L’employeur de la plaignante, Raven Indigenous Capital Partners, a fait valoir avec succès que le contenu des médias sociaux accessible au public ne peut pas satisfaire à ce critère. Le tribunal a accepté cet argument, concluant que « le but même de publier sur un compte Instagram public est de partager le contenu avec d’autres. »
La Loi sur la protection des images intimes de la C.-B., adoptée en 2023, a été conçue pour protéger les victimes de partage d’images non consensuel. Des lois similaires existent dans d’autres provinces, notamment en Alberta, en Saskatchewan et au Manitoba, bien que les interprétations varient.
Suzie Dunn, chercheuse au Citizen Lab spécialisée dans la violence facilitée par la technologie, m’a dit que cette décision met en évidence les lacunes des cadres actuels de protection de la vie privée. « Ce qui manque, c’est une compréhension nuancée du consentement contextuel. Partager une image dans un contexte ne donne pas automatiquement la permission de l’utiliser dans tous les contextes. »
La décision pourrait particulièrement affecter les femmes et les communautés marginalisées qui font déjà face à du harcèlement en ligne disproportionné. Statistique Canada a rapporté en 2021 que les femmes de moins de 30 ans sont presque deux fois plus susceptibles que les hommes de subir la distribution non consensuelle d’images intimes.
La plaignante a allégué une discrimination fondée sur le sexe, soutenant que son gestionnaire n’aurait pas partagé des photos similaires d’employés masculins. Cependant, le tribunal a trouvé des preuves insuffisantes pour établir cette allégation, déclarant que « les actions de l’intimé, bien que potentiellement non professionnelles, ne constituaient pas de la discrimination selon le Code des droits de la personne. »
Les experts juridiques suggèrent que ce cas démontre la nécessité de politiques en milieu de travail qui abordent explicitement les limites numériques. « Les employeurs devraient établir des directives claires concernant l’utilisation appropriée du contenu des médias sociaux des employés », déclare Janet Watson, avocate en droit du travail chez Lawson Lundell LLP. « Indépendamment des définitions légales, faire circuler des photos personnelles dans un cadre professionnel peut créer un environnement hostile. »
Pour les personnes préoccupées par la confidentialité en ligne, la décision souligne l’importance de réviser régulièrement les paramètres de confidentialité des médias sociaux. Même avec des comptes privés, les utilisateurs doivent être conscients qu’une fois le contenu partagé numériquement, contrôler sa diffusion devient difficile.

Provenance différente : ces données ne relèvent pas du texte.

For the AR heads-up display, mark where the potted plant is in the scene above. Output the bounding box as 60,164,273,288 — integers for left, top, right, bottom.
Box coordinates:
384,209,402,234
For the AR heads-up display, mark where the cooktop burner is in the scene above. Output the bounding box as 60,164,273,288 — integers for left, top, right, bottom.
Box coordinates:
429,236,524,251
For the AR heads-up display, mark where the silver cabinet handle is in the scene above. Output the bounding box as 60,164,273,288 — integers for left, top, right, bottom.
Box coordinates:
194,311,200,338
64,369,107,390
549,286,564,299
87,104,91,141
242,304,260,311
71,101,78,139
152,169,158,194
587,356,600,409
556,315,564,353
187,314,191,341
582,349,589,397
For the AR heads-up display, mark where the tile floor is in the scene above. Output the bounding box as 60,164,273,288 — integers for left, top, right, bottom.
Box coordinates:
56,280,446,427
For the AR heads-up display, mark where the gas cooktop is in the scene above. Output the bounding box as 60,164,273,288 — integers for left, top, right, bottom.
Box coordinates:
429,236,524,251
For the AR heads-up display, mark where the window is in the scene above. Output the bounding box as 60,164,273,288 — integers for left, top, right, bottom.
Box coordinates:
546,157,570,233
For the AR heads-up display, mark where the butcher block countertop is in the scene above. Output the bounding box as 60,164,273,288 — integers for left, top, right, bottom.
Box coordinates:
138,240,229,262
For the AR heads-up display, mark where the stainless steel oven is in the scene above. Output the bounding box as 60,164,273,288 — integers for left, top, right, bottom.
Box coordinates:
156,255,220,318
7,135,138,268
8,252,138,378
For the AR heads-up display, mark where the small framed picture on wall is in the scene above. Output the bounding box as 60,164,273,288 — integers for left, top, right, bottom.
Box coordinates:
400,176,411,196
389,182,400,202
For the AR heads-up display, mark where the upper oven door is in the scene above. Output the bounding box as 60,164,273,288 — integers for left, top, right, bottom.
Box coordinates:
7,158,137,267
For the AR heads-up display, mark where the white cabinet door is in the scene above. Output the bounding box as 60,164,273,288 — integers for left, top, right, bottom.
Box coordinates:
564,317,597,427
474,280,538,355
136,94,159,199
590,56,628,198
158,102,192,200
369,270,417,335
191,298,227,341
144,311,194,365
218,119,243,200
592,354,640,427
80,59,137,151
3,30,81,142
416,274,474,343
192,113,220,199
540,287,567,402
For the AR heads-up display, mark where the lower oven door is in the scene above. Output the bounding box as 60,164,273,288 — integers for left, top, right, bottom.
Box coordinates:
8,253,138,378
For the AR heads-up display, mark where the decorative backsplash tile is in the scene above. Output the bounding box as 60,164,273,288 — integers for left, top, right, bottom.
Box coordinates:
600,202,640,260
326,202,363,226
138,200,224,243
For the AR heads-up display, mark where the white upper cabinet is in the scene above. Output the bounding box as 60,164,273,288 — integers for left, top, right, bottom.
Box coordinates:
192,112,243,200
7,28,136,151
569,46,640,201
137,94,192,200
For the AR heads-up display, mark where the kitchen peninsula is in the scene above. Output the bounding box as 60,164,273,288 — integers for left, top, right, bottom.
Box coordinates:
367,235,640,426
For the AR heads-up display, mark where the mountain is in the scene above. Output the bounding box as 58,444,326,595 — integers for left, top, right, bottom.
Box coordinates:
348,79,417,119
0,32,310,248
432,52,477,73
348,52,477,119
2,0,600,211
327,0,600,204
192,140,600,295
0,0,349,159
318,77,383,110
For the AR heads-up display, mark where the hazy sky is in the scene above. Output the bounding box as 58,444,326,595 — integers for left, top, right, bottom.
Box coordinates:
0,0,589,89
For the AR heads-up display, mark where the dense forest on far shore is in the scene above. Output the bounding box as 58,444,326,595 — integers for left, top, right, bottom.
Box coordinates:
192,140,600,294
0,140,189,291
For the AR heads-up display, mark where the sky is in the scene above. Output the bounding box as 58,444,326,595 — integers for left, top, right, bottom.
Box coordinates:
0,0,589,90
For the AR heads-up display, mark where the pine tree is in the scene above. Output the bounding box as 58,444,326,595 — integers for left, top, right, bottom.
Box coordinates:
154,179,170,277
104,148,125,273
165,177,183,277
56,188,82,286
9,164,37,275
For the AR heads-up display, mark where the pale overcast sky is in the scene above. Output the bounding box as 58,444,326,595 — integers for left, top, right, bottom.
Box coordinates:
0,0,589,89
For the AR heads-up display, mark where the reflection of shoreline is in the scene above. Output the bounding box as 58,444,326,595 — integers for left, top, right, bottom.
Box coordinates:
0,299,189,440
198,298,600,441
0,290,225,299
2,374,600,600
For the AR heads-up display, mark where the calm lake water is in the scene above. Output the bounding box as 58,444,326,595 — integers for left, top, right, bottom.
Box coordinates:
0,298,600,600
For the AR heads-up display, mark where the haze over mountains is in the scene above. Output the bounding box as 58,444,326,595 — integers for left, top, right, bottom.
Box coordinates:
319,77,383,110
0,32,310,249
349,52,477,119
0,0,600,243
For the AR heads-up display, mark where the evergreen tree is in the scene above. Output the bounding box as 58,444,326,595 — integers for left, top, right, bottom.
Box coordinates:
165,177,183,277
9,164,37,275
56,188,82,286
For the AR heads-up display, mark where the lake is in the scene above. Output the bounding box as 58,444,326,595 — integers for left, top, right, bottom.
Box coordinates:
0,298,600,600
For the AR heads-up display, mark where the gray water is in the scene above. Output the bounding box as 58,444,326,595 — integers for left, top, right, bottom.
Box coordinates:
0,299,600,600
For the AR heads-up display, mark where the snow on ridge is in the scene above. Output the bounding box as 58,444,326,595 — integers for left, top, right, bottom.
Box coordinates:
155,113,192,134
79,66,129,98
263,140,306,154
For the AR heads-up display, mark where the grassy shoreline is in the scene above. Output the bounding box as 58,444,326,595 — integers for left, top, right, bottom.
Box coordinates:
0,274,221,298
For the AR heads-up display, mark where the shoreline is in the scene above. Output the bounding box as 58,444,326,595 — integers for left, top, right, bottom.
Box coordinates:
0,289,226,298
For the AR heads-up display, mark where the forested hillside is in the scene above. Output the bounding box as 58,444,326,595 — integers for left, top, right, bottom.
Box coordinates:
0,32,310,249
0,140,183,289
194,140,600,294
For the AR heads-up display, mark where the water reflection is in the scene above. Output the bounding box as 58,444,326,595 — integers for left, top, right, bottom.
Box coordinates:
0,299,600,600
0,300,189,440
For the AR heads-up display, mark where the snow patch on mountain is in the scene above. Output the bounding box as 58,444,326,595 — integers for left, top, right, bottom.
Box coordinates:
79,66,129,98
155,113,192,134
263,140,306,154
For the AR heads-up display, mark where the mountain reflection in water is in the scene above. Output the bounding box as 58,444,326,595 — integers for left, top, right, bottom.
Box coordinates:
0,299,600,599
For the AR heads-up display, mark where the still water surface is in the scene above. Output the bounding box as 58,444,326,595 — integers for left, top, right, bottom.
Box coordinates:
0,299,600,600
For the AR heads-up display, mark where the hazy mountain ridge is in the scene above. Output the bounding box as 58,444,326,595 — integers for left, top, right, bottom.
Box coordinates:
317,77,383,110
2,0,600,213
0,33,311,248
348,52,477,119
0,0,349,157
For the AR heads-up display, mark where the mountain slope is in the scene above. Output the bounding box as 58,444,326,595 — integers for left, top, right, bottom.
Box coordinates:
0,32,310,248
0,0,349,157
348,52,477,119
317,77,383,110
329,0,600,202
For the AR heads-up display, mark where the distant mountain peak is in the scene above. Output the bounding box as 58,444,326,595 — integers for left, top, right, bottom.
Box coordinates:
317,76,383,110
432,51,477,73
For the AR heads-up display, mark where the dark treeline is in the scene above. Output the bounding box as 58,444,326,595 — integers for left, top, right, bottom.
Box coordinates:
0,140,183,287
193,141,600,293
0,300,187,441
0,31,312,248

La plaignante dispose de 30 jours pour demander une révision judiciaire de la décision à la Cour suprême de la C.-B. Entre-temps, les défenseurs de la vie privée réclament des mises à jour législatives pour aborder les nuances du consentement numérique et des attentes en matière de vie privée.
« Nous avons besoin de lois qui reconnaissent que le contexte est important », déclare Brenda McPhail, directrice de la protection de la vie privée à l’Association canadienne des libertés civiles. « Publier une photo pour ses amis n’équivaut pas à consentir à ce que votre patron la partage dans tout le bureau. »
Alors que nos vies personnelles et professionnelles se mélangent de plus en plus en ligne, cette décision met en lumière l’intersection complexe entre la vie privée, le consentement et les limites en milieu de travail—des questions qui nécessiteront probablement une évolution juridique et un recalibrage culturel dans les années à venir.